Friday’s library snapshot (s)
It was quiet in the Reading Room on Wednesday afternoon it was half term and there were a few children enjoying the break in the weather and running around the garden after visiting the museum. Inside there were a couple of students doing what they needed to; perhaps making finishing touches to end of term essays. There were some people looking at books about land tax and hearth tax; they too didn’t need me. So I did something I had been meaning to do for ages. I took a couple of pictures of the tiles that surround the two fire places in the Reading Room.
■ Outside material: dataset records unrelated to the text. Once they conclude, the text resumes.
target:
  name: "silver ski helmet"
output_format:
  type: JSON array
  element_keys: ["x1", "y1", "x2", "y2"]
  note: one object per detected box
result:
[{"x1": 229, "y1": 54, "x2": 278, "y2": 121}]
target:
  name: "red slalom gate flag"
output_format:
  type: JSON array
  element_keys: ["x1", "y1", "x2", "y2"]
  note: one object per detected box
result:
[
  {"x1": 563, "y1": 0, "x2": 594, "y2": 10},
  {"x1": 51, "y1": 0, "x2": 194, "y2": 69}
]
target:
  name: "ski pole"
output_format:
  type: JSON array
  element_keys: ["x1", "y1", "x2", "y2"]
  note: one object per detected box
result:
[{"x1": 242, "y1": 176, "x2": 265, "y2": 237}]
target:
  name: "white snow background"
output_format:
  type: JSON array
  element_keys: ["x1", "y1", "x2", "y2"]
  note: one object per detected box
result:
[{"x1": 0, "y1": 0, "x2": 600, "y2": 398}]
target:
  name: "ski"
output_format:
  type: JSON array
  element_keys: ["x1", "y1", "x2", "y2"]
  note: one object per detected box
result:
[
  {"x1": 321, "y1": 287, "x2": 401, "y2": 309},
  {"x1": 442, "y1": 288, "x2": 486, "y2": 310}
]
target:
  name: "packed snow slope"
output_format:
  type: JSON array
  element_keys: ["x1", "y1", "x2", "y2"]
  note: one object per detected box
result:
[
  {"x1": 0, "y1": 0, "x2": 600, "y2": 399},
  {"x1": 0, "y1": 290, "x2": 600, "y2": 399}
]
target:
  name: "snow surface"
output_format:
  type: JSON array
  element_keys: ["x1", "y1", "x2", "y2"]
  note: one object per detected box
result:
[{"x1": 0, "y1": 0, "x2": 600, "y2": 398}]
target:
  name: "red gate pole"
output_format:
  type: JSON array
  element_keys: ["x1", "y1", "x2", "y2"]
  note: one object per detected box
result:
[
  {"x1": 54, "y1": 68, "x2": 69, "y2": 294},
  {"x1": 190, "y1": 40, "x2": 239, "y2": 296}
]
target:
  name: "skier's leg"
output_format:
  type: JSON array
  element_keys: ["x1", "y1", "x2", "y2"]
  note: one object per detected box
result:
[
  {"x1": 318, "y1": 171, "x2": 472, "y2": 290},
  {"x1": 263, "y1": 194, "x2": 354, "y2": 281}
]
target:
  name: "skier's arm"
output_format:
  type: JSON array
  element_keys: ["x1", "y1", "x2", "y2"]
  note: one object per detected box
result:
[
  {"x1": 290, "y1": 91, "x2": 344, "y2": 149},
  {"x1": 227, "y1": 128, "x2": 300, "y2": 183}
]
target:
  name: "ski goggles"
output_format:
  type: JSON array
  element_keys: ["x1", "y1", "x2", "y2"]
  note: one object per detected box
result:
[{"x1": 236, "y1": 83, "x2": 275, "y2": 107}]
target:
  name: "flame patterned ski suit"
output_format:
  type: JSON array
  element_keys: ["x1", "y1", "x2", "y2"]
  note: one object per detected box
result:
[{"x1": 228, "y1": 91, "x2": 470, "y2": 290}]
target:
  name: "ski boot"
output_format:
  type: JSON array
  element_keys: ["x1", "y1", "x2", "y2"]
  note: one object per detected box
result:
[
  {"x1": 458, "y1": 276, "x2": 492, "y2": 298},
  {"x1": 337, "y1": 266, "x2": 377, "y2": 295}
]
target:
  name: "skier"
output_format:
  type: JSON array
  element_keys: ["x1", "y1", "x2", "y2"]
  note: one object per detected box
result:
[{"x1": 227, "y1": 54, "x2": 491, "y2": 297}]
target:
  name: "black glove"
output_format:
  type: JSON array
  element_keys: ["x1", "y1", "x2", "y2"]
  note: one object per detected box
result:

Although they are tucked away in the reading room they do attract a bit of attention.
And you can see why:
These tiles in the fireplace were designed by William de Morgan (1839-1917) who was the most important ceramic artist of the Arts and Crafts Movement. A life-long friend of the designer and writer William Morris, designed tiles, stained glass and furniture for the firm Morris and Company. His tiles were based on medieval designs or Persian patterns, he experimented with innovative glazes and firing techniques. These tiles feature an Islamic- inspired design.
These tiles surrounding the fire place in the staircase hall are 19th century tin-glazed hand-painted Dutch tiles imported by Thomas Elsly of Great Portland Street, London.
These tiles in the fireplace behind the reading room desk are also by William de Morgan and are known as New Persian.